Esaminandole più da vicino, il bombice del gelso, col quale il poeta si identifica, si costruisce un morbido letto di seta, sogna di diventare “la tua falena alata” ma è ancora bruco fra i rami e chiama lei “tenera foglia venata” e “vita” – a ragione poiché se ne nutre golosamente.

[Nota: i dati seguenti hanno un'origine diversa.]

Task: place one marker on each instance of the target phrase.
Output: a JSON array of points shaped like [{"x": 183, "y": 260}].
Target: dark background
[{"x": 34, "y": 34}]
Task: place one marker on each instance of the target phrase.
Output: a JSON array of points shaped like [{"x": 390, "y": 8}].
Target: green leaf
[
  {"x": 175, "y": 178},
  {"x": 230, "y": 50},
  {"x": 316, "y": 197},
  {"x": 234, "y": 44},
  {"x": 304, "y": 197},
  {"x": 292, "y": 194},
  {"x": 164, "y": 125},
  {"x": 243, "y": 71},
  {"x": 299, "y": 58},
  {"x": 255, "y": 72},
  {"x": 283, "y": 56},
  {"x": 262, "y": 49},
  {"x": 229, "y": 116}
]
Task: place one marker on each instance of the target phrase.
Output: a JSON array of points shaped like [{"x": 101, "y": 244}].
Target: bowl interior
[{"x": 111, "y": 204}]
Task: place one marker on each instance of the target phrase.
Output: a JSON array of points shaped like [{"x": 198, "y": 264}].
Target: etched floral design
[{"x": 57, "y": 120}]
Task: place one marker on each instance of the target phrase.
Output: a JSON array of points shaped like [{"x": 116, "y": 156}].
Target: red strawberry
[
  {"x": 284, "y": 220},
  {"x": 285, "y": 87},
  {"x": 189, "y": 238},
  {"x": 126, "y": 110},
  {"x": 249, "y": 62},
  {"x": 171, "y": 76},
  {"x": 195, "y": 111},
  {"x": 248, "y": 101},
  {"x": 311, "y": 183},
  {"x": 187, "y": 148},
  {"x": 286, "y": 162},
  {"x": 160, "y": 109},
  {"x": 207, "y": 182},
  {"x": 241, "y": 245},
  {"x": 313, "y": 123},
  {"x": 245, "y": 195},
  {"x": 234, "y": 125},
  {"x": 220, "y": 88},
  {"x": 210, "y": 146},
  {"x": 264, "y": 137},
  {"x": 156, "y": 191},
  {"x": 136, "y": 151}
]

Mitosi indica uno sdoppiamento e una separazione. Allo sdoppiamento di un identico (speculare) alludono le mani, che assicurano a chi le guarda, a chi ne è circondato, una ovvietà del quotidiano che è come un bozzolo. Ora però sembrerebbe che le mani non siano più lì: “Forse quelle mani ora/ricevono tra i palmi le tue tempie…”. Alla mitosi come sdoppiamento tranquillizzante segue la mitosi come separazione proprio attraverso le mani che “gettano scontrini scaduti/accoppiati alle mie lettere” e liberano la donna a cui appartengono.
Il mestiere di coltivare ha tutta l’aria di un titolo antifrastico, se è vero che il poeta “piantava speranze” e l’altra, la donna, “disboscava promesse”, “disseccava tenere terre”. Solo lì, comunque, essi potevano germogliare, senonché la piantina avrebbe avuto bisogno della “dolcezza/d’un infinito raggio assolato” che, si capisce, è mancato. Da qui la chiusa di realistica amarezza: non germogli che maturano in una naturale (?) ovvietà, ma “uno scempio della natura/mal cacato nel freddo di gennaio,/questo siamo stati.”
La forza non appartiene all’abbraccio ma al “lungo addio”. L’abbraccio, come finalità ideale, rimane a “coloro che si cercano/ancora”, forse come occasione da bruciare. Accettazione di un narcisismo ineliminabile, che sfocia in una quasi-serenità obbligata.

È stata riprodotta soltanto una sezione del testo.